“Hırsızın Hiç Mi Suçu Yok?”: Yolsuzlukta Tek Adres Var Gibi Gösterenlere Tepki!
GİRDAP HABER / ANALİZ
Ülkede neredeyse her gün bir yolsuzluk haberiyle uyanıyoruz. Ancak ilginçtir ki, tüm ilgi ve operasyonlar sistematik biçimde sadece CHP’li belediyelere yöneliyor.
Oysa bu ülkede yolsuzluğun kapısını çaldığınızda açılacak çok fazla yer var.
Ama ne hikmetse, devletin eli sadece belli adreslere dokunuyor; diğer kapılar ise ardına kadar açık tutuluyor.
Bir halk sözü vardır ya:
“Hırsızın hiç mi suçu yok?”
Bu ülkede suç herkesin içinde ama ceza sadece seçilmişlerin üstüne yağıyor.
Devletin Başı Her Şeyi Bilmiyor mu?
Bu ülkede hangi kapıda nelerin döndüğü aslında gizli değil.
Devletin zirvesindekiler her şeyi biliyor.
Kimin hangi usulsüzlüğü yaptığını, hangi servetlerin nasıl edinildiğini, hangi yapıların nereye çöktüğünü çok iyi biliyorlar.
Ama ilginçtir ki o “bilinen kapılar” hâlâ açık ve dokunulmaz.
Birileri için hukuk işliyor, birileri için ise işlemiyor.
Bu da çifte standardın en net fotoğrafıdır.
“Benim Memurum İşini Bilir” Zihniyeti Hâlâ Yaşıyor
Hatırlarsınız…
Bir zamanlar bu ülkenin yönetim anlayışı tek bir cümleyle özetlenmişti:
“Benim memurum işini bilir.”
Ve bu söz, yıllarca yolsuzluğun örtülü izni olarak kullanıldı.

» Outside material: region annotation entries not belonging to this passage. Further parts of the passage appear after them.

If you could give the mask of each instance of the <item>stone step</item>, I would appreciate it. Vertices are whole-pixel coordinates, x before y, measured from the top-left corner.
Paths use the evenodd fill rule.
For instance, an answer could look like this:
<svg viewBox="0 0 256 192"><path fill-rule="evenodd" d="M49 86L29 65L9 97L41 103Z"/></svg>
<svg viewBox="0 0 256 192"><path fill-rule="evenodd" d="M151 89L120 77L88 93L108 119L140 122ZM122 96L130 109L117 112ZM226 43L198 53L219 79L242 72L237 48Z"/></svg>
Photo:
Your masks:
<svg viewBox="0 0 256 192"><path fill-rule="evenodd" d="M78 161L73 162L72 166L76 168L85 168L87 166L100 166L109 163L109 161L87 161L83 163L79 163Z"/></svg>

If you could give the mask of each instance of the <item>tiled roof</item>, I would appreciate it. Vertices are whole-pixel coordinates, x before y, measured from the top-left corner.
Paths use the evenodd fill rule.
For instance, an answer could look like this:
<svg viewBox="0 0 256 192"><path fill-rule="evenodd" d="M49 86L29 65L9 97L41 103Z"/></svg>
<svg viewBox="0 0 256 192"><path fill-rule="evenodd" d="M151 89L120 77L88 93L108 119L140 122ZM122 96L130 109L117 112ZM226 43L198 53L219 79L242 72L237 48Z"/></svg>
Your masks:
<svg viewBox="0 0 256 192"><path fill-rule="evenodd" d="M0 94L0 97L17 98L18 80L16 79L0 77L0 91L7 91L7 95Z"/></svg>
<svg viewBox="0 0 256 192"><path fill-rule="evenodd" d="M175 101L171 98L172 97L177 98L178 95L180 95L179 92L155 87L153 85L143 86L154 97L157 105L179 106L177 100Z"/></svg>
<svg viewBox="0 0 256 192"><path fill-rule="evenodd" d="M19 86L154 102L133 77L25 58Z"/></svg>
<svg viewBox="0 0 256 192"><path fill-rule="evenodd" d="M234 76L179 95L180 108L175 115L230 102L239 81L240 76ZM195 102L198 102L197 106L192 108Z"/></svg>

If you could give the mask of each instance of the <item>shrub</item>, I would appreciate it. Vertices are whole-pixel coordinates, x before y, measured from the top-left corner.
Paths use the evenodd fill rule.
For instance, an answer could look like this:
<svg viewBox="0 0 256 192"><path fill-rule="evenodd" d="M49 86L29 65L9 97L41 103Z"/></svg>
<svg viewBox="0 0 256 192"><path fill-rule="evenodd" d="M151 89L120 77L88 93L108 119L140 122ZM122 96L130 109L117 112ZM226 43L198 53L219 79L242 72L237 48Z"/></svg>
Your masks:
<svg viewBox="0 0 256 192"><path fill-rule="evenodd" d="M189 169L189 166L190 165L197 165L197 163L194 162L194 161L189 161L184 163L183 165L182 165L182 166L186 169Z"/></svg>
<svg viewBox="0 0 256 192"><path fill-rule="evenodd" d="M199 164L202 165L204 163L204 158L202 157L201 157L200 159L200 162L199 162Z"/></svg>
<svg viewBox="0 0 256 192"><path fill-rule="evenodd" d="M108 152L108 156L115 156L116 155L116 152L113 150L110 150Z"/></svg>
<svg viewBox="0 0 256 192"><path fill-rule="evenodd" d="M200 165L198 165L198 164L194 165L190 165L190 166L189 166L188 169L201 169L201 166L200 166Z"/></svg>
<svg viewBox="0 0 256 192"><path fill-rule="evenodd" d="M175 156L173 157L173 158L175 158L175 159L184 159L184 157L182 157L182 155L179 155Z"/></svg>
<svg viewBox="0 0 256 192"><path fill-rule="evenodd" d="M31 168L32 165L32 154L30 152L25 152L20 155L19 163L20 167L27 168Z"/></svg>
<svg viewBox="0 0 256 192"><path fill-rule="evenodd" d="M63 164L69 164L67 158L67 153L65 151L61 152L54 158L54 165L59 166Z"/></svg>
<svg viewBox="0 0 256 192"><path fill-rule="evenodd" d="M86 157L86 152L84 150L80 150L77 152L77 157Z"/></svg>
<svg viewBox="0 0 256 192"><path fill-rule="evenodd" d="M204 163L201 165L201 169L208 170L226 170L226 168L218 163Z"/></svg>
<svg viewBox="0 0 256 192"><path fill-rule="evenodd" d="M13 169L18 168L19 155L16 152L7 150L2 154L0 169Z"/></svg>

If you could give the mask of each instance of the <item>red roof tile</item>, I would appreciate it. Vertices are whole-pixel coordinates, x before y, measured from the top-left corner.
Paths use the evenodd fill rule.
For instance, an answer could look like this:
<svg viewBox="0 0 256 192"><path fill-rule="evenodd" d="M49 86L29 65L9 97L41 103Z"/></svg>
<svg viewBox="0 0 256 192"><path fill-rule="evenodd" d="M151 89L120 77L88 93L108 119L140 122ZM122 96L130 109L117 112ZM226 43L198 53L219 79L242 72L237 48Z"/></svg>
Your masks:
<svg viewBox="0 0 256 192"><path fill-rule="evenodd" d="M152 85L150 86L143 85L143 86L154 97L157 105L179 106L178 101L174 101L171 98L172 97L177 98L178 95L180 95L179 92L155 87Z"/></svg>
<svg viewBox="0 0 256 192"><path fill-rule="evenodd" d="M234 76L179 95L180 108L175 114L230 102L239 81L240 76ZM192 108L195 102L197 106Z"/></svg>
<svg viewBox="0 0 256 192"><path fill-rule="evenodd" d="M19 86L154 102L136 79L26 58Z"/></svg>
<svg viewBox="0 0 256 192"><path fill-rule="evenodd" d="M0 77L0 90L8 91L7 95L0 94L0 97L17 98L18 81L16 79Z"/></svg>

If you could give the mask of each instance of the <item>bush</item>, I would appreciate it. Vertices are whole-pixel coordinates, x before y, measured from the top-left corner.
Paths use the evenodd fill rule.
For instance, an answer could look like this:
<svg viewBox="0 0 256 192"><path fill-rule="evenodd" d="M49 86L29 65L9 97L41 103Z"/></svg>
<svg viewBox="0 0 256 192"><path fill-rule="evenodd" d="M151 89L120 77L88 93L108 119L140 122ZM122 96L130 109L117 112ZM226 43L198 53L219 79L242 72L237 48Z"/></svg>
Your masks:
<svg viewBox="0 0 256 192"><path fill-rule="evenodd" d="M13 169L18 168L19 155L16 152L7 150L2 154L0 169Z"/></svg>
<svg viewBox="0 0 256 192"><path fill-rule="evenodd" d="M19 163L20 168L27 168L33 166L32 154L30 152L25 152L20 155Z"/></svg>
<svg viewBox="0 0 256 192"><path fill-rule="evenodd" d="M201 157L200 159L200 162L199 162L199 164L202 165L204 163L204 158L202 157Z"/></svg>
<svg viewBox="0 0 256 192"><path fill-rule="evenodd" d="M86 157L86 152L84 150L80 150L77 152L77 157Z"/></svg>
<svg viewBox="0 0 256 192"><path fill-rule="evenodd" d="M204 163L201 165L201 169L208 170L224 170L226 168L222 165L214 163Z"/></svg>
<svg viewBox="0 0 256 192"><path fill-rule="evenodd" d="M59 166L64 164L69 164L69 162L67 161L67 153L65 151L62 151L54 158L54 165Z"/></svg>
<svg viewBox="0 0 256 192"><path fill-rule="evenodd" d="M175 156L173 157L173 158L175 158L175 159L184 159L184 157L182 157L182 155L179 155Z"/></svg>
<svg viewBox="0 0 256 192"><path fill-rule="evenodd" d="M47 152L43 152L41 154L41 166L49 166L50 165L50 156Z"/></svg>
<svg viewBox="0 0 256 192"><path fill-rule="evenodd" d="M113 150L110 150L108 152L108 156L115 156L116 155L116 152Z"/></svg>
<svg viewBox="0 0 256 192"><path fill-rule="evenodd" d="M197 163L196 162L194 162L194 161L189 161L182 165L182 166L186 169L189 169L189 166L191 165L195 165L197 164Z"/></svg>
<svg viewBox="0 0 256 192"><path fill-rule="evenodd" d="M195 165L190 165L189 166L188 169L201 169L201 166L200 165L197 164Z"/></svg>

Memur dendiğinde akla sadece masa başında çalışanlar değil, bürokrasiden siyasete, kolluk güçlerinden yöneticilere kadar her kesim gelir.
Onlar “işini bilir” de…
Peki ya emekli neyi bilsin de yolunu bulsun?
Onun kaderi neden sefalet?
Ya asgari ücretli?
O da mı “işini bilmediği” için aç?
Devletin tepesi kendine yakın olanı yaşatıyor, halkı ise sürümeye terk ediyor.
Köle Doğup Köle Ölenler Ülkesi Olmak
Bu ülkede bazıları için doğmak kazanmak demek…
Bazıları içinse doğmak “kaybetmeyi kabullenmek” demek.
İşçi sınıfı, emekli, köylü, genç…
Hepsi hayatına bir sıfır yenik başlıyor.
Devlet sadece belli bir zümreyi koruyor, besliyor, ihya ediyor.
Geri kalanlar ise kendi kaderine terk ediliyor.
Ve sonra utanmadan şu söyleniyor:
“Herkes kendi hayatını kurmakla yükümlüdür.”
Son Söz: Sahiplenmeyen, Yok Olur
Tarih göstermiştir:
Halkını dışlayan, emeklisini ezen, işçisini görmeyen iktidarlar uzun süre ayakta kalamaz.
Saltanatla yönetilen her rejim eninde sonunda duvara toslamıştır.
Bu halk bir gün gözünü açtığında, kimin neyi ne için yaptığını, kimin neyi ne için susturduğunu çok iyi anlayacak.
“O zaman ne çalacak kapı, ne açılacak yüz, ne de oturacak koltuk.”